By Gary Lee
Maybe spring has finally arrived…let’s hope so! A little rain will sure perk things up and push out those leaves.
I’ve heard the smelt are running in the local streams, so much so that area stores have run out of smelt nets.
Other than taking their eggs and some adults for stocking by permit in other lakes, I’ve never been much of a chaser of smelt.
Some of them took and others didn’t.
I know they have been trying to get a population for forage for the laketrout in Seventh Lake for few years now.
I don’t know how successful that has been.
They have been taking eggs from Black Bear Mountain Brook to establish lake spawning smelt in Seventh, rather than have them run up the brooks where the mallard ducks eat most of the eggs.
Yesterday and today (5/2 & 3) my wildflowers stuck their little heads up.
My colts foot, trout lily and little yellow violets are even blooming.
My daphne bushes are all in full bloom, so there will be lots of red berries decorating their branches all summer.
This is a neat little bush that I first got along Route 28 near the Tuttle Road.
Even with all the highway construction in that area some of these bushes continue to grow there.
They are fairly deer resistant, though they get nibbled on a little during a bad winter.
The limber braches hide under the snow for the most part and pop back up come spring covered with pretty little purple flowers.
Got in some of my loon platforms this week.
On one lake they followed me right out to the spot, sometimes splash diving beside the canoe.
I wasn’t more than a couple hundred feet away and both birds were all around the platform.
A pair was calling on the other side of the Limekiln Lake, but they will find their home before the day is over.
When I got back to the boat launch there was a pair of common mergansers feeding less than 100 feet away.
Normally they are a little spooked but this pair climbed up on a big rock there and started preening.
The male is very pretty this time of the year, mostly white with and black to green head.
The males lose their pretty colors soon after breeding and look like the females the rest of the summer.
Once, a lady called me from over on Lake Abanakee and said she had over 100 loons on the water out in front of her house.
I had to get a picture, so I jumped in the truck and drove over with my camera loaded.
When I got to the causeway there were a lot of birds on the water but only one pair of loons, the rest were common mergansers.
I tried to show her in the bird book but she was convinced they were loons.
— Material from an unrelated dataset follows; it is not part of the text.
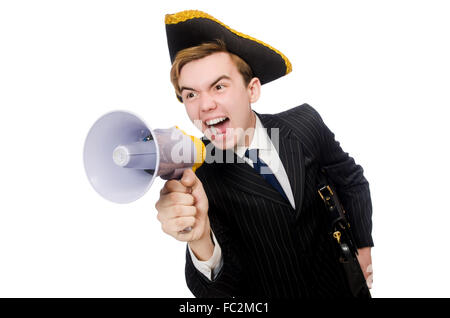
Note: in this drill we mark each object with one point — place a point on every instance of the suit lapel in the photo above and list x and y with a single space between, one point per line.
291 155
243 177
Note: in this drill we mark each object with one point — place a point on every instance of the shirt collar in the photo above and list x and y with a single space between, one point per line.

It still made a nice shot with all those pretty males in the group.
On another lake where I put in a platform there were four female bufflehead ducks fishing not far from where I put in the loon platform.
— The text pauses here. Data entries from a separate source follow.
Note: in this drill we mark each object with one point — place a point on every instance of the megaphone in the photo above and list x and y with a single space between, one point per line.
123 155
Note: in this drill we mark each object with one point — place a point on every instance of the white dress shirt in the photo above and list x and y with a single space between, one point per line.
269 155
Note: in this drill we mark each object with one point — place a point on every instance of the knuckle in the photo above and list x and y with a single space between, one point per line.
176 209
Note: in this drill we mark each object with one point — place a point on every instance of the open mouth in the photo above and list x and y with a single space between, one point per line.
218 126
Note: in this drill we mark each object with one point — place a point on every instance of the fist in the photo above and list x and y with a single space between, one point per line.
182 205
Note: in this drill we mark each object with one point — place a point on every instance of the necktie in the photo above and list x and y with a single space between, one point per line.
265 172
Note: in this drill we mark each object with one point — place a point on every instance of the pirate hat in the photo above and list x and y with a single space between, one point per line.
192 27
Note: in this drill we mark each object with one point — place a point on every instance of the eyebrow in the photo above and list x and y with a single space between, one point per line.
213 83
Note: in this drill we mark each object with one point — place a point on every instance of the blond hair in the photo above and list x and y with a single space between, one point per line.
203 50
They weren’t spooked easily either. They let me get pretty close before they exploded out of the water and flew to the other side of the lake.
This coming weekend, on Saturday, May 9, is yet another big bird count called Global Big Day.
Cornell’s Team Sapsucker is going to Panama where many of the western hemisphere birds pass through on their way north.
As a fundraising effort for Cornell Lab they are going to try and see and hear as many of these birds as they can in a 24-hour period.
You can contribute to their effort and participate by counting the birds in your area and recording them on E-bird.
With these warmer temperatures the snow piles from winter plowing are fast fading from area yards to be replaced by flowers in the garden.
I still have a big pile on the shaded side of the house that came off the roof, but that should be gone by the time you read this.
There are still 71 inches of snow at the stake on Mt. Mansfield in Vermont.
When there is snow at the stake there is still the possibility of a frost, so don’t be too quick to put in that garden.
The fall bear take was up statewide…but that’s another story. See ya.